I say: So you didn't find my briefcase.  That's what you're telling me.

He says: Not only did I not find your briefcase, but until now I had forgotten what it was that you asked me to look for.  When you first came here, you remember I was taking notes.  You imagined I was writing down the relevant facts as you stated them.  But I was just listening: when I listen, I like to doodle.  It did not matter what was missing: what was missing is simply a structural requirement for an adventure.  The adventure is about itself.  If by some happenstance that adventure leads me to find what is missing, then fine. 


I say: But you took my money.  We made a deal.

He says: We didn't make a deal: we signed a contract.  That contract was not contingent on my finding what was missing.  It simply enabled the process to get underway.

But do not despair.  I am writing a story about this case.  And I am doing it from your viewpoint.
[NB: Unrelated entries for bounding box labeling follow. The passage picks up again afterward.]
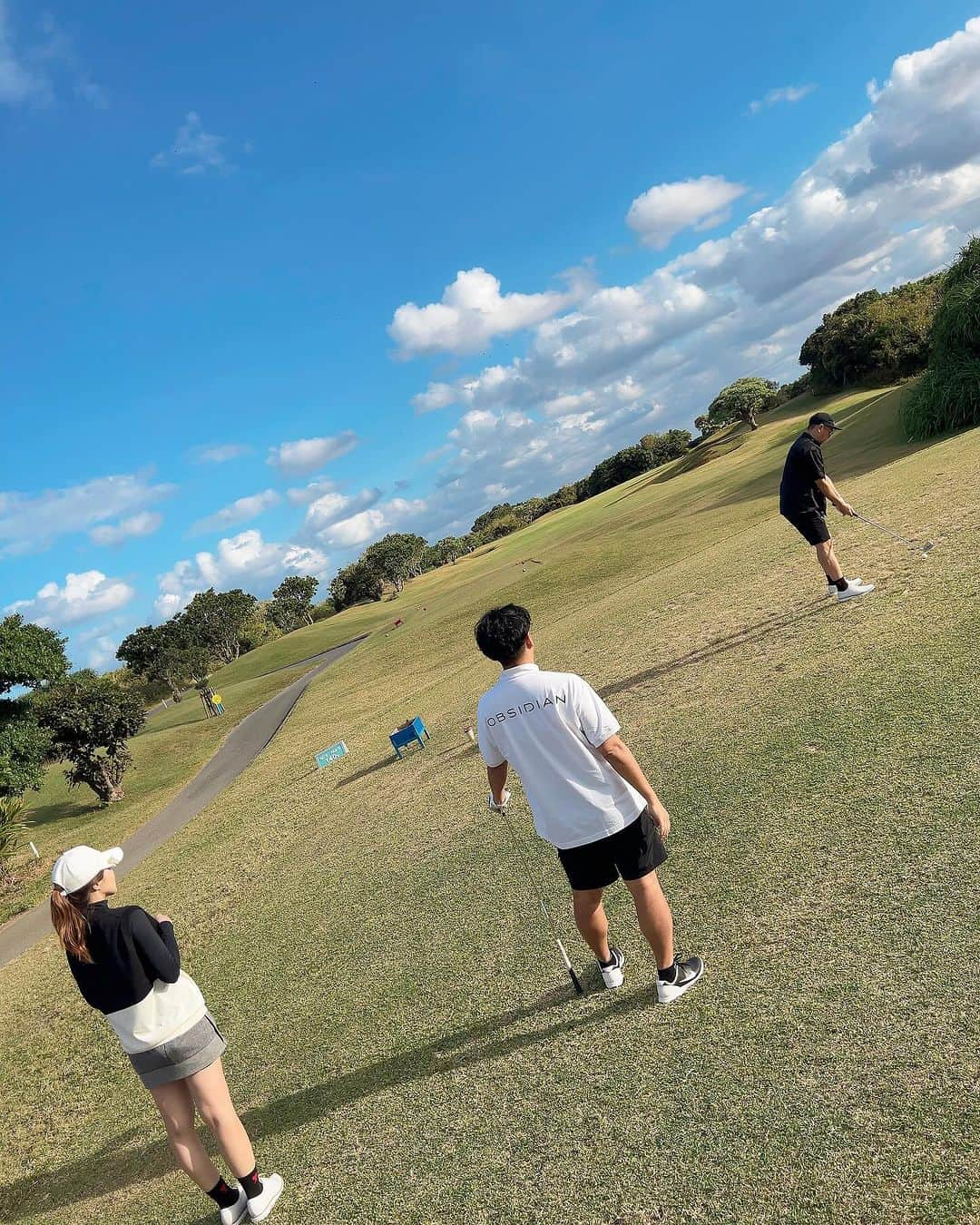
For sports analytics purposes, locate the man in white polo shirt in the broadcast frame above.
[475,604,704,1004]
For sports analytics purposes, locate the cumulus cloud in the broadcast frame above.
[0,473,176,557]
[749,82,817,115]
[4,570,136,627]
[670,18,980,305]
[153,528,327,620]
[191,489,282,532]
[150,111,238,175]
[88,511,163,545]
[266,430,358,476]
[388,269,578,358]
[0,0,109,109]
[626,174,749,250]
[191,442,252,463]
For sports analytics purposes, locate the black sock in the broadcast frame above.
[209,1179,238,1208]
[238,1166,262,1200]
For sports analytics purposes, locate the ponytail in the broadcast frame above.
[52,872,102,965]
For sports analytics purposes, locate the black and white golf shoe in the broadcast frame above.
[596,945,626,987]
[657,956,704,1004]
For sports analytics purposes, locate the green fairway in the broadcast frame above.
[0,668,307,923]
[0,389,980,1225]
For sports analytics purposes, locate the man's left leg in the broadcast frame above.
[572,889,612,962]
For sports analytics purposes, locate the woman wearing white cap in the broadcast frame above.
[52,847,283,1225]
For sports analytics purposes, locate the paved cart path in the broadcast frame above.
[0,638,364,965]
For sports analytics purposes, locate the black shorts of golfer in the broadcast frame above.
[475,604,704,1004]
[779,413,875,601]
[52,847,283,1225]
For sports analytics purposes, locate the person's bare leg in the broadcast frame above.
[188,1060,255,1190]
[625,872,674,970]
[572,889,612,962]
[815,540,844,583]
[150,1081,222,1191]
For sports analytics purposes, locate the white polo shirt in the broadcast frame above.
[476,664,645,850]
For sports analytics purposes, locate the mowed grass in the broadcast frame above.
[0,666,307,923]
[0,392,980,1225]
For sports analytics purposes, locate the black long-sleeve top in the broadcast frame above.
[69,902,207,1053]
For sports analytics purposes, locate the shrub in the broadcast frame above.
[902,237,980,440]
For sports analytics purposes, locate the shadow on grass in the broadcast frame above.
[0,986,657,1225]
[599,599,832,701]
[337,750,398,787]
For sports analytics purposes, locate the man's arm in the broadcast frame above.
[595,735,670,838]
[486,762,507,806]
[815,476,854,514]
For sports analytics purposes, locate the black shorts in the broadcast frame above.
[559,808,666,889]
[779,511,830,544]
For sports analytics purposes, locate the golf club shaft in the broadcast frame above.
[496,805,583,995]
[854,511,923,553]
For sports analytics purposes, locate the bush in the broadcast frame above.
[902,237,980,440]
[0,795,27,886]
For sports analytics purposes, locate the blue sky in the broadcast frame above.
[0,0,980,668]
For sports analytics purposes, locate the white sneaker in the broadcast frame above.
[599,945,626,987]
[657,956,704,1004]
[837,578,875,603]
[249,1173,283,1221]
[218,1187,249,1225]
[827,578,864,595]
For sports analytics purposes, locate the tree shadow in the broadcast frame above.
[599,599,830,701]
[0,985,657,1222]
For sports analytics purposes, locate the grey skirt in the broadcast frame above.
[130,1012,228,1089]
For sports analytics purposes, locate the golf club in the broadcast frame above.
[854,511,936,557]
[487,790,585,995]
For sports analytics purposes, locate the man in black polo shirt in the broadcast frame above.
[779,413,875,601]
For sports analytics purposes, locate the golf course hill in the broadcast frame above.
[0,386,980,1225]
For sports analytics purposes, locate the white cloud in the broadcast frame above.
[670,18,980,305]
[0,473,176,557]
[150,111,238,175]
[266,430,358,476]
[0,0,109,109]
[749,82,817,115]
[388,269,580,358]
[286,479,337,506]
[4,570,136,629]
[88,511,163,545]
[626,174,749,250]
[191,489,282,533]
[153,528,327,619]
[191,442,252,463]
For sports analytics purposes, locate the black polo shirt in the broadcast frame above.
[779,431,827,518]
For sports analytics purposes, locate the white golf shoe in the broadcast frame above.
[599,945,626,988]
[657,956,704,1004]
[837,578,875,604]
[827,578,864,595]
[218,1187,249,1225]
[249,1173,283,1221]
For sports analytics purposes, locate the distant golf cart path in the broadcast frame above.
[0,637,364,965]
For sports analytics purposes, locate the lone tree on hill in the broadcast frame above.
[34,669,146,805]
[182,587,259,664]
[269,574,319,633]
[115,613,210,702]
[710,376,779,430]
[0,612,69,797]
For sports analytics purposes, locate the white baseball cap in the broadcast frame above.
[52,847,122,893]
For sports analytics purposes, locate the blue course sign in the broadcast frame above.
[316,740,347,769]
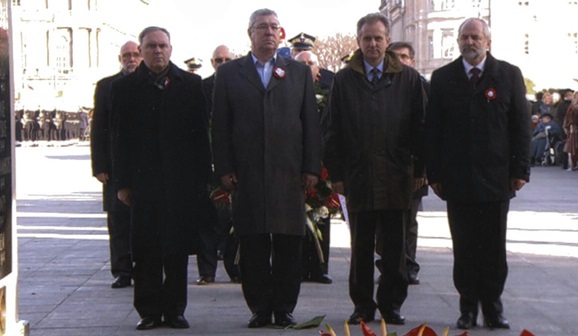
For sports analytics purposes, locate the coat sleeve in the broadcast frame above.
[301,67,321,175]
[90,77,111,176]
[211,68,236,179]
[509,66,532,181]
[322,74,345,182]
I will make you famous.

A story.

That's right.

Do you publish these stories?

He says: Were this already one of my stories, in response to that question I would no doubt insert here a discourse on the corrupt state of the publishing industry.  It would be the product of long cogitation, a ripping social critique. 

I should make a note of this.  Perhaps this is a good place for a chapter division.  I could be more expansive that way.  Yes.  And the conversation can pick up again on the far side.  O that's good.  That is very, very good.





                             For EK, madre mio, on the occasion of her diamond jubilee.